If you answered B: It looks like you are experiencing the substitution effect! There is a “cost” to leisure—opportunity cost. For each hour you spend lying around you could have been earning money. As your wage increased the relative cost of leisure increased—you are now giving up $20 for each hour you spend doing nothing. When the price of a normal good (see above) increases, the demand decreases, so you will consume less leisure, and work more hours.
If you answered C: You should really evaluate your consumption patterns. Invest yo' earnings!
“But wait,” you say, “those effects are working opposite of each other!”. Right you are, my friend. The beauty of economic theories is that sometimes they completely contradict each other, which accounts for all the people who think very differently than you do! A lot of times, these effects work opposite each other to create an overall neutral effect to income changes. How strong each effect is for a given person depends entirely on their preferences, which can be drawn out graphically as “indifference curves” (more on this later). Here’s another quiz to explain this further:
1) Fred works at an ice cream shop, and hates his job. He has to listen to crying children all day, but the job pays him just enough to get by, so it’s worth it. He gets a 50% raise. Does the income or substitution effect apply to him?
a) income effect (wants more leisure)
b) substitution effect (works more hours)
2) Angela works at a tech company that sounds like “frugal”, and it’s her dream job—work is her life! She gets a promotion & raise. What does she do?
a) Stay 2 extra hours a day—now she has even higher expectations to fill.
b) Start going home at 5.
Now do you see how an individual's preferences might affect which effect applies to them? This is extremely important to consider when implementing any policy changes, particularly income transfers (taxes or welfare, etc.). Oftentimes we have the best intentions, but don’t consider that others may not feel the same way about working or leisure that we do. The substitution and income effect are particularly interesting when it comes to unemployment insurance and the earned income tax credit (EITC), though this is a conversation for another time.
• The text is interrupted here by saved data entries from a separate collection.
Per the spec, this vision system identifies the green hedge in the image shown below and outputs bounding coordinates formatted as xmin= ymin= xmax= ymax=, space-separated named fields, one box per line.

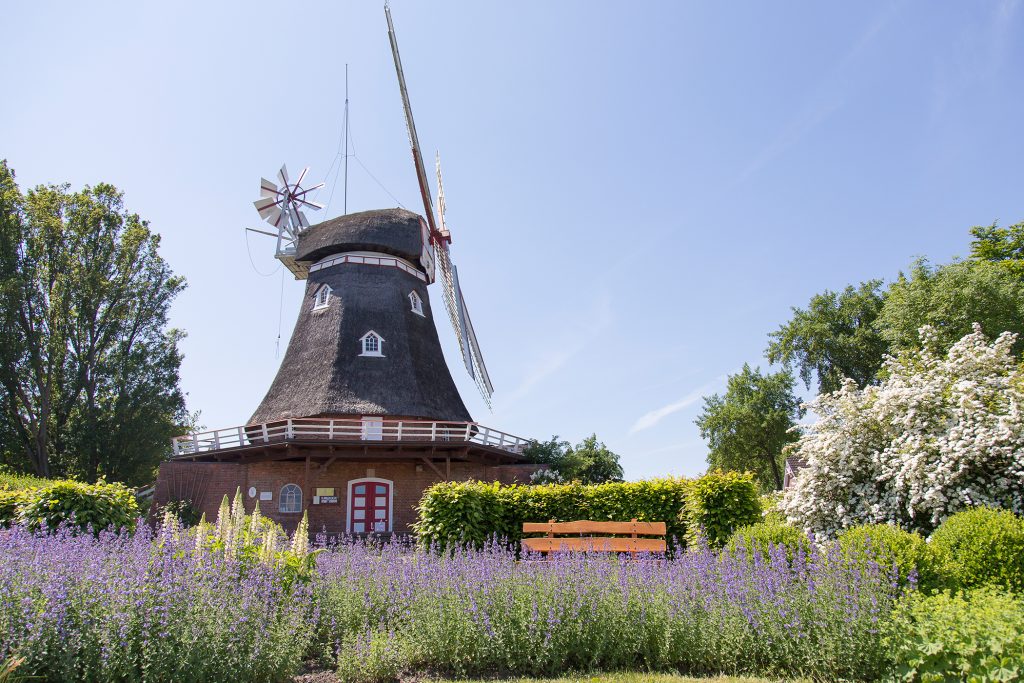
xmin=838 ymin=523 xmax=945 ymax=592
xmin=682 ymin=470 xmax=761 ymax=548
xmin=725 ymin=518 xmax=811 ymax=562
xmin=414 ymin=478 xmax=692 ymax=551
xmin=929 ymin=506 xmax=1024 ymax=592
xmin=16 ymin=480 xmax=139 ymax=534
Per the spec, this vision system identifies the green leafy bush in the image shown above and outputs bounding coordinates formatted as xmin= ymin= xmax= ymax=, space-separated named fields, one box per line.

In their most basic form, the income and substation effects describe the reactions actors have to price changes. As the price of an item changes, so does its relative price (what you give up to get it)—which is the substitution effect. As the price increases or decreases, this also either constrains or creates new income, which is the income effect.
The income effect refers to the reaction in demand for goods due to income changes, and the substitution effect refers to the reaction in demand for goods due to changes in the relative prices of the goods.
¹Let’s assume that our quiz characters have no debt, kids, and other annoying things like that. Classic economics, oversimplifying like crazy!